El análisis de Fumaroli era impecable y, como tantas otras veces, no tuvo ninguna repercusión. En España las cosas han seguido un camino parecido porque, como en tantas ocasiones, copiamos el modelo francés sin pararnos a pensar si era lo más conveniente. Aunque en estos veinte años se ha avanzado mucho en recuperación y mejora del patrimonio, también se han llevado hasta su extremo algunos de los vicios denunciados en 1991. Entonces se pudo hablar de la cultura como religión sustitutiva. Hoy ya nadie se cree eso y la cultura, la cultura tal como se concibe en los despachos oficiales, se ha convertido, en buena medida, en un instrumento de marketing. Gestionado con prudencia para no perjudicar las obras, esto puede tener efectos positivos, aunque conviene recordar de vez en cuando que la catedral de Toledo, por ejemplo, no es Disneyworld.

Tal vez sería necesario, en cambio, rectificar algunas derivas. Uno de ellos es el gigantesco gasto en cultura que, tal y como había anunciado Fumaroli, no ha servido para dar continuidad al legado recibido. A pesar de las cantidades derrochadas, del personal comprometido y de las decenas de «contenedores culturales» levantados por toda España, hoy los niños españoles no pueden asistir a una función decente de nuestros clásicos, no hay una programación consistente de zarzuela y lo que debería ser un buque insignia, como el Teatro Real, está dedicado a luchar contra el repertorio y la música española. En tiempos de crisis, cuando no hay dinero para pagar las medicinas ni los servicios de sanidad, será necesario pensar lo que es imprescindible y lo que no lo es. Mucho más en la nueva sociedad, en la que el sueño del Estado omnipotente se habrá desvanecido.

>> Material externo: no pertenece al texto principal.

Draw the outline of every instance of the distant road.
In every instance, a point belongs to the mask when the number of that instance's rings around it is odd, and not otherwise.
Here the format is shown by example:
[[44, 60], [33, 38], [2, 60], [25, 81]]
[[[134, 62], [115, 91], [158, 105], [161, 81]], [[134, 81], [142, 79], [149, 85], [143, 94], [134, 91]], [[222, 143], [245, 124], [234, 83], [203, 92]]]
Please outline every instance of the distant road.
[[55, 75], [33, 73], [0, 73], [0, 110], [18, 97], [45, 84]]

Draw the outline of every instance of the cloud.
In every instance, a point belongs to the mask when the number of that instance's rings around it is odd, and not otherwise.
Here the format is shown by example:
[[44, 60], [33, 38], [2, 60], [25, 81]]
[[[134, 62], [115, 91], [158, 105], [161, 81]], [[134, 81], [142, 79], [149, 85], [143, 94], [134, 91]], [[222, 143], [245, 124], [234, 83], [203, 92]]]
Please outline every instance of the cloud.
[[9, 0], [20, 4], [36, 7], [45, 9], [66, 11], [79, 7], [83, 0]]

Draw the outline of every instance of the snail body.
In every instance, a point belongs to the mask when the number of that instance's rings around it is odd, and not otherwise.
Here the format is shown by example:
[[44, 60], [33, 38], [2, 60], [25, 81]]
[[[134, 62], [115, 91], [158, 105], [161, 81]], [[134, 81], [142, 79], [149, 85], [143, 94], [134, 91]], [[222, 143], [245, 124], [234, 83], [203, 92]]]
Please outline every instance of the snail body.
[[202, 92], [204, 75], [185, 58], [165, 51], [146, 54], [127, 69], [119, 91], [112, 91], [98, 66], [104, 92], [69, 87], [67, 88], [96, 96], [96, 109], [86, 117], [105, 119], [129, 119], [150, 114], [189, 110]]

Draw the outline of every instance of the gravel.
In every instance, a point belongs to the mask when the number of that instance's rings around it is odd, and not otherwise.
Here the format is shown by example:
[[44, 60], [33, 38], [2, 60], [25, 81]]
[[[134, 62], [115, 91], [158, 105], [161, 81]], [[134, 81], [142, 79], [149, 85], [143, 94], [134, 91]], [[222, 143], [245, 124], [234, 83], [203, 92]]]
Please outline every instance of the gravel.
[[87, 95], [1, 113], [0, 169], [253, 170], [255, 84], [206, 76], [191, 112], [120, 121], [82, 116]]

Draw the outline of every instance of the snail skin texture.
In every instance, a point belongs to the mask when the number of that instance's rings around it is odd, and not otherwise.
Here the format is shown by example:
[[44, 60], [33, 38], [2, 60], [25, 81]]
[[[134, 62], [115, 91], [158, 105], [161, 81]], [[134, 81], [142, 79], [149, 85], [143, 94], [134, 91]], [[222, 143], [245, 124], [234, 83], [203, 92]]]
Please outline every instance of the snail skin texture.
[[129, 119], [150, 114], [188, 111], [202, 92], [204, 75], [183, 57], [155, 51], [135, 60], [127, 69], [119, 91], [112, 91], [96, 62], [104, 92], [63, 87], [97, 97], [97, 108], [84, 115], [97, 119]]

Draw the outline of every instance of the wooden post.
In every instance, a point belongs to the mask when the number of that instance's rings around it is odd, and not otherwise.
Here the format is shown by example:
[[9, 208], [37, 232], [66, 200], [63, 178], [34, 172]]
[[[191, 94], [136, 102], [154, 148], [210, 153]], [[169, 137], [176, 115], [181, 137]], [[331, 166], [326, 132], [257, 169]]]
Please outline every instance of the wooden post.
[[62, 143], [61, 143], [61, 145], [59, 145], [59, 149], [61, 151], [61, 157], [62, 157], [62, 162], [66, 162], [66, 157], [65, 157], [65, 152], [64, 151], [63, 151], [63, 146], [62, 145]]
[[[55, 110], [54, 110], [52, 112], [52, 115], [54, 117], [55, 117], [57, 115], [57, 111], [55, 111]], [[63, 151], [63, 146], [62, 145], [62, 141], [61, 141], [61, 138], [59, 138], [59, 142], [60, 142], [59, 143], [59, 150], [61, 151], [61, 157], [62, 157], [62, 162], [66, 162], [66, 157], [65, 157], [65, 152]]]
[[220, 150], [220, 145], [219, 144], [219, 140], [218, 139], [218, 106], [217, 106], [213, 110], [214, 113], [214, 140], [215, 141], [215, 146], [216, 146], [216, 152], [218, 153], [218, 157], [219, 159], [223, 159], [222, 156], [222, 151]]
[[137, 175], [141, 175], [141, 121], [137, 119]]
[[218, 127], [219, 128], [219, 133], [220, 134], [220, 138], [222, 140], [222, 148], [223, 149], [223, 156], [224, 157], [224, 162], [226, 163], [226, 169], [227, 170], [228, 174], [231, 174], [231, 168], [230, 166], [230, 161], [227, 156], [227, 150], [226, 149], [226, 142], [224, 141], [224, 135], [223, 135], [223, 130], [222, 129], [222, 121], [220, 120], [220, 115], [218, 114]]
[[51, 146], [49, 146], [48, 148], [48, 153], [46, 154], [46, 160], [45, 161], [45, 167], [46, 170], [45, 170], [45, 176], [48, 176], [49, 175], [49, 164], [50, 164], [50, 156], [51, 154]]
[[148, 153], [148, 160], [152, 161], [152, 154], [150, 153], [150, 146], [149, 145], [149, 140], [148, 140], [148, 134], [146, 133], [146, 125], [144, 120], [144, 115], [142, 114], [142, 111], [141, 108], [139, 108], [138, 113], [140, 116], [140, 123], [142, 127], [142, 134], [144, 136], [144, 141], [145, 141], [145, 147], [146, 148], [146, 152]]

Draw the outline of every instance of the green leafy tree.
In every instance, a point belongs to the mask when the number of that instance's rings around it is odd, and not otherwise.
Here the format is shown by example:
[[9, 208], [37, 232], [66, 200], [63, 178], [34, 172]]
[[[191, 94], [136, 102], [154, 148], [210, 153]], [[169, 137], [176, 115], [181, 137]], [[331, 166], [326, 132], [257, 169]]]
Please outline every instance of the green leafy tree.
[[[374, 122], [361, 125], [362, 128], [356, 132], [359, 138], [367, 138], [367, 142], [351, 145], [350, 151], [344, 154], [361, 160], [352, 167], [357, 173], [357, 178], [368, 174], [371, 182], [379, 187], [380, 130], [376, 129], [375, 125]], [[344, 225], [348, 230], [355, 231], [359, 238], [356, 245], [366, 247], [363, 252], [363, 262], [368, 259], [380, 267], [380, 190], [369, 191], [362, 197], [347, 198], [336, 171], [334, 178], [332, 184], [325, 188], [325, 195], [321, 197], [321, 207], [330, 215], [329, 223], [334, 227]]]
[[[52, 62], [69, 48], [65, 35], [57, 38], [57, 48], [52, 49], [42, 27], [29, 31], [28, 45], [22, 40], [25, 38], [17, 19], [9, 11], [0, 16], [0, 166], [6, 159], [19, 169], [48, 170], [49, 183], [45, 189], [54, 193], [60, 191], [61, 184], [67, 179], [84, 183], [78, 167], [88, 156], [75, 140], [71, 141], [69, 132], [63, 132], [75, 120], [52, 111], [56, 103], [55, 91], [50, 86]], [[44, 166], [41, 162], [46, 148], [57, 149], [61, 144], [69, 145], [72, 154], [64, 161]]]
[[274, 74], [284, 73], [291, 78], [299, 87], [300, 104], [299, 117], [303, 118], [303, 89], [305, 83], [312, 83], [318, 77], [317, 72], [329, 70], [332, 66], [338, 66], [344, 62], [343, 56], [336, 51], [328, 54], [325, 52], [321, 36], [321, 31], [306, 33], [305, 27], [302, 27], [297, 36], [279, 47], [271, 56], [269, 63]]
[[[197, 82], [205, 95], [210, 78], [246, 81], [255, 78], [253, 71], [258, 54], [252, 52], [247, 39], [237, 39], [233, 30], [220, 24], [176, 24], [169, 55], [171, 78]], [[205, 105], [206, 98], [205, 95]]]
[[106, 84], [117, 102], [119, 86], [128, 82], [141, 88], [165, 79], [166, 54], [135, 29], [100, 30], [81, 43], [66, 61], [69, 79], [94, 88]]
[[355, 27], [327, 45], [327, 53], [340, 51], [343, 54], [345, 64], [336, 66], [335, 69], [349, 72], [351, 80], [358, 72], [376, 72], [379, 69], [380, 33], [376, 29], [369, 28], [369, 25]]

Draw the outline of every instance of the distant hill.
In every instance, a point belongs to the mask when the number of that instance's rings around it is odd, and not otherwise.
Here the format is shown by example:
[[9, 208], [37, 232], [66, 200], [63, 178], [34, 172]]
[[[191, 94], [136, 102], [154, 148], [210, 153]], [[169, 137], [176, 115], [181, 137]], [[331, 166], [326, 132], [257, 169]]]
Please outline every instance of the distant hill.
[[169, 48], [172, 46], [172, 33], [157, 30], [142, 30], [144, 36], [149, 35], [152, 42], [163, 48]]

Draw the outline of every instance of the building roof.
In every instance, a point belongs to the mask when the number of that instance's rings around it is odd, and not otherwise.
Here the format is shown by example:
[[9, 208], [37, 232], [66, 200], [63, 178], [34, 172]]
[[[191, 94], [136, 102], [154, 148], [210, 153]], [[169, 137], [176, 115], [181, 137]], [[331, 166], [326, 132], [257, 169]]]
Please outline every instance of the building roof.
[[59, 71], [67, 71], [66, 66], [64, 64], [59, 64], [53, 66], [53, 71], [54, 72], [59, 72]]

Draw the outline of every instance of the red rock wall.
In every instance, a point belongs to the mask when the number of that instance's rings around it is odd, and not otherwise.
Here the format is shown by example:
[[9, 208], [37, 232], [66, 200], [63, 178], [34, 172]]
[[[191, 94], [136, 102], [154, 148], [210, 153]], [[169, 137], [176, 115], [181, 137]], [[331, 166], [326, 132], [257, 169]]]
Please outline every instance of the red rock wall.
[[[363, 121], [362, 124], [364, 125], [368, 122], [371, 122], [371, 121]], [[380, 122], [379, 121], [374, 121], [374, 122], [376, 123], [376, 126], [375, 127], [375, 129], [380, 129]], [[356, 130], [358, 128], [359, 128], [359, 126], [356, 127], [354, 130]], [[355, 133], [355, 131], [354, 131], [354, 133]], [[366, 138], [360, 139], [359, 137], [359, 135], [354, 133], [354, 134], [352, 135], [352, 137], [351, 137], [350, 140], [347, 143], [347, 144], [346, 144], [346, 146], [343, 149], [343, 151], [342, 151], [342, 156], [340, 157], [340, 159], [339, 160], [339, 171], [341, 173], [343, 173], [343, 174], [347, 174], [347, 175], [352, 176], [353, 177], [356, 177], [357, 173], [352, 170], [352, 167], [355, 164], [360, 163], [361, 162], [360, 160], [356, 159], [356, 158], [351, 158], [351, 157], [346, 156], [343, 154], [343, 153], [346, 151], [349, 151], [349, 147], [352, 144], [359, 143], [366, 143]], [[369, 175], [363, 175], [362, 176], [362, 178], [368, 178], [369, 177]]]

Además, en nombre de la modernidad y la libertad artística, la cultura oficial ha asumido un proyecto que tiene sus raíces más hondas en la contracultura de los años setenta. La cultura oficial está en la vanguardia de un proyecto militante destinado a emanciparnos de nuestras cadenas y liberarnos de nuestro pasado, en particular de nuestro pasado de españoles: a hacernos más ignorantes y más zafios, en dos palabras. Uno de los focos más activos de los ocupas indignados en Madrid es un antiguo edificio de Tabacalera cedido por el Ministerio de Cultura a un grupo de parásitos que lo ha bautizado como Centro Social Autogestionado. Así tantas cosas. Sería de agradecer que los próximos responsables de Cultura pensaran con seriedad en su cometido y empezaran, aunque fuera poco a poco, a librar a su departamento del activismo contracultural.